Pearson's Anderson said that in planning the new test, the recording was viewed as key by admissions officers. The recording will not be reading, but will be of the candidate responding to a prompt requiring analytic thought and explanation -- something comparable to what a student might experience in a classroom.
"It's very clear that admissions departments see a value in hearing speech," he said. While the Pearson test will also have scores, admissions offices can decide for themselves what they think of an applicant's speaking ability. He noted that some admissions officers now will call applicants for the same reason, but that the test would be more consistent.
Tyson, of ETS, questioned whether the judgments of these recordings would add much. She noted that TOEFL has a speaking test, which is scored by professionals who are trained to do so. "I'm not sure an average person would have the same level of knowing how to evaluate a spoken response as opposed to someone who has been trained," she said.
But Anderson said that wasn't an issue. "I don't think you need training," he said, to determine whether someone talking can communicate effectively.
Generally, Anderson said, the new Pearson test, like its competitors, will cover reading, writing, listening and speaking. And he stressed that it would feature "international English," such that some passages or audio might feature the accents one might find in Illinois and others would feature those one would find in London. It is not being designed with an assumption that students are necessarily headed for one country or another. An FAQ prepared by Pearson on the new test may be found here.
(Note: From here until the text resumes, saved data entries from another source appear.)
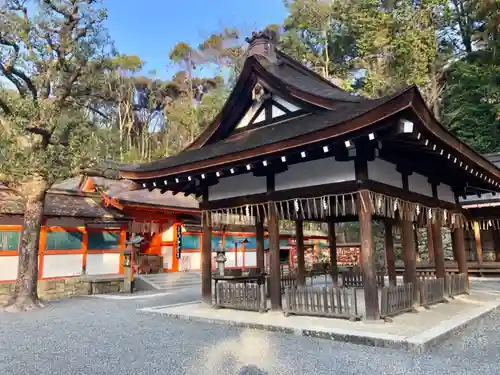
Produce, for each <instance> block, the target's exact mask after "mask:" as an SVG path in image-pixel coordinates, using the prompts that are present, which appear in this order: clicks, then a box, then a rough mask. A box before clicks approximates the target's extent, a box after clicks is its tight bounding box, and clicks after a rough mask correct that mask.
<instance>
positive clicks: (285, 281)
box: [281, 273, 297, 294]
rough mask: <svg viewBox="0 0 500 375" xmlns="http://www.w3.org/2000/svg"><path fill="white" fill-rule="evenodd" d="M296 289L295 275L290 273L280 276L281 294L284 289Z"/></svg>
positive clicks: (282, 292)
mask: <svg viewBox="0 0 500 375" xmlns="http://www.w3.org/2000/svg"><path fill="white" fill-rule="evenodd" d="M296 287H297V279H296V277H295V275H292V274H291V273H289V274H287V275H283V274H282V275H281V294H284V293H285V289H286V288H296Z"/></svg>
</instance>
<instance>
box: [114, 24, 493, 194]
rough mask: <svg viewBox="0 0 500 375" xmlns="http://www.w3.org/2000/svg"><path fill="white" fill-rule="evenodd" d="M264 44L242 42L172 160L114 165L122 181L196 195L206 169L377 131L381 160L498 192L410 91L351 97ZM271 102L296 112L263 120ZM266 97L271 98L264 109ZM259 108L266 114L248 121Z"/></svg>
mask: <svg viewBox="0 0 500 375" xmlns="http://www.w3.org/2000/svg"><path fill="white" fill-rule="evenodd" d="M272 40H273V37H272V35H270V34H266V33H265V32H264V33H259V34H255V35H253V37H252V39H251V40H249V49H248V51H247V58H246V61H245V64H244V66H243V69H242V72H241V74H240V76H239V78H238V81H237V83H236V85H235V87H234V88H233V91H232V92H231V94H230V95H229V97H228V99H227V101H226V103H225V105H224V107H223V109H222V110H221V112H220V113H219V115H218V116H217V117H216V118H215V119H214V121H213V122H212V123H211V124H210V125H209V126H208V127H207V128H206V129H205V130H204V131H203V132H202V133H201V134H200V136H199V137H198V138H197V139H196V140H195V141H194V142H193V143H192V144H191V145H189V146H188V147H187V148H186V149H185V150H184V151H182V152H181V153H179V154H178V155H175V156H171V157H168V158H164V159H161V160H157V161H153V162H150V163H145V164H131V165H122V166H119V169H120V175H121V177H122V178H125V179H131V180H134V181H137V182H139V183H142V184H143V187H148V189H149V190H155V188H156V187H158V188H160V189H161V191H162V192H166V191H169V190H172V191H183V192H184V193H186V194H189V193H196V194H200V191H201V190H200V189H199V188H198V187H199V186H201V185H203V184H202V183H200V180H201V179H203V178H205V177H207V176H208V175H209V174H210V175H211V176H212V177H214V176H219V175H220V173H221V171H223V170H225V171H226V172H227V171H231V173H233V169H238V168H239V170H240V171H242V172H243V173H246V171H245V166H246V165H247V164H252V163H256V162H260V164H262V161H263V160H265V161H266V162H270V161H271V160H273V161H274V160H279V159H280V158H282V157H283V156H284V155H287V157H288V155H291V154H297V152H302V151H306V150H307V151H308V154H314V153H315V152H314V151H315V150H318V149H319V150H321V148H322V147H324V146H328V147H331V148H334V149H335V151H336V152H337V151H338V150H339V149H340V148H342V145H343V144H345V142H346V141H354V142H359V143H360V144H361V143H363V142H364V141H366V140H367V139H368V138H369V137H370V136H373V135H374V134H376V141H375V142H372V144H371V145H370V146H369V147H372V148H376V147H379V146H374V144H375V143H378V142H379V141H380V142H381V144H383V147H382V146H380V147H379V148H378V151H380V153H379V154H380V155H379V157H380V158H381V159H385V160H387V161H389V162H392V163H400V162H404V163H408V164H411V165H409V166H408V169H409V170H412V171H415V172H417V173H421V174H423V175H426V176H428V177H429V174H435V175H437V177H436V178H438V179H439V182H445V183H447V184H449V185H450V186H451V185H454V184H455V182H456V180H457V179H458V180H460V181H459V182H460V183H461V185H469V186H477V187H478V188H487V189H497V190H498V189H499V188H500V169H498V167H497V166H495V165H494V164H492V163H491V162H490V161H488V160H487V159H485V158H484V157H483V156H481V155H480V154H478V153H476V152H475V151H474V150H472V149H471V148H470V147H468V146H467V145H466V144H464V143H463V142H461V141H460V140H459V139H457V138H456V137H455V136H454V135H452V134H451V133H450V132H449V131H448V130H447V129H446V128H445V127H444V126H442V125H441V124H440V123H439V122H438V121H437V120H436V119H435V117H434V116H433V114H432V112H431V111H430V110H429V108H428V107H427V106H426V103H425V101H424V99H423V97H422V95H421V94H420V92H419V90H418V88H417V87H415V86H411V87H407V88H403V89H401V90H399V91H397V92H396V93H394V94H392V95H390V96H385V97H382V98H379V99H368V98H364V97H361V96H356V95H353V94H350V93H348V92H346V91H344V90H342V89H341V88H340V87H338V86H336V85H334V84H333V83H331V82H329V81H328V80H326V79H324V78H323V77H321V76H319V75H318V74H316V73H314V72H313V71H311V70H310V69H308V68H307V67H305V66H303V65H302V64H300V63H299V62H297V61H295V60H294V59H292V58H291V57H290V56H287V55H286V54H284V53H282V52H280V51H278V50H276V48H275V44H274V45H273V43H272ZM257 89H258V90H257ZM278 99H280V100H283V101H285V102H287V103H288V104H290V105H291V106H295V107H296V108H299V109H298V110H296V109H295V110H290V111H288V112H284V115H280V116H275V115H274V114H273V115H271V116H270V117H268V115H269V110H271V111H270V112H272V110H273V109H274V107H272V106H273V105H274V104H275V103H276V101H278V102H279V100H278ZM267 102H270V103H271V104H269V106H268V107H266V108H264V105H265V104H266V103H267ZM257 105H259V106H260V107H258V109H256V108H255V107H256V106H257ZM271 107H272V108H271ZM278 107H279V106H278ZM263 108H264V109H263ZM253 109H255V111H256V112H255V113H253V112H252V110H253ZM262 112H264V115H265V116H264V117H265V120H264V121H262V120H260V119H259V120H258V121H257V120H256V119H257V118H258V117H259V116H260V113H262ZM249 114H251V115H252V116H253V117H252V116H251V118H250V120H249V121H250V122H249V123H245V124H242V122H243V121H244V120H245V119H246V116H247V115H249ZM403 120H404V121H406V122H409V123H411V128H412V130H411V131H410V132H409V134H406V131H404V132H401V131H400V130H401V129H399V128H400V127H401V121H403ZM245 121H246V120H245ZM402 133H404V134H402ZM370 139H373V138H370ZM429 145H430V148H429ZM364 146H366V144H363V145H361V148H363V147H364ZM346 148H347V146H346ZM309 151H313V152H311V153H309ZM343 151H346V150H343ZM337 156H339V157H340V158H343V157H345V156H343V154H340V155H335V157H336V158H337ZM323 157H325V156H323ZM402 159H406V160H402ZM302 161H307V160H306V159H304V160H302V159H300V162H302ZM287 162H288V161H287ZM457 162H458V163H457ZM272 163H273V162H270V164H272ZM454 163H455V164H454ZM247 169H248V168H247ZM222 175H225V174H224V173H222ZM165 181H167V183H165ZM169 181H170V182H169ZM167 185H168V187H167ZM176 185H177V186H176Z"/></svg>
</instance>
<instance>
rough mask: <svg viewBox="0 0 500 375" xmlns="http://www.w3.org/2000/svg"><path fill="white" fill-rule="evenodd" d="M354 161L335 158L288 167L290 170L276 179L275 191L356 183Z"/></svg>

On pricing, all Pearson will say for now is that it will be competitive. Pricing has been a controversial issue because students taking these tests come from countries with widely varying economies. Until 2006, TOEFL had a flat rate and some admissions officers who started to support IELTS did so because of its sliding scale of fees. Now TOEFL fees show variation, with a basic test costing $185 in Germany and $155 in Guatemala, for example. While Anderson declined to discuss specifics about pricing, he said that Pearson would be "broadly competitive and that means being broadly competitive wherever the test is offered," and that the company has no plans for "a single international price."
Tyson of ETS said that based on what she has heard about the Pearson exam, "We're still convinced that TOEFL is more authentic about what goes on in the classroom." She stressed that a big part of TOEFL today is "integrative knowledge" in which questions are based on both listening and reading material and then responding to it. "We have very rigorous, sophisticated test questions."
Before ETS introduced its speaking test in 2005, she said some officials pushed for some way to measure how would-be students actually communicate. But she said that when ETS presented the test to business school officials, they said, "This is what we want."
On one topic, the representatives of Pearson and ETS agreed: The market of people from all over the world who want to enroll at an English-speaking college is only going to increase.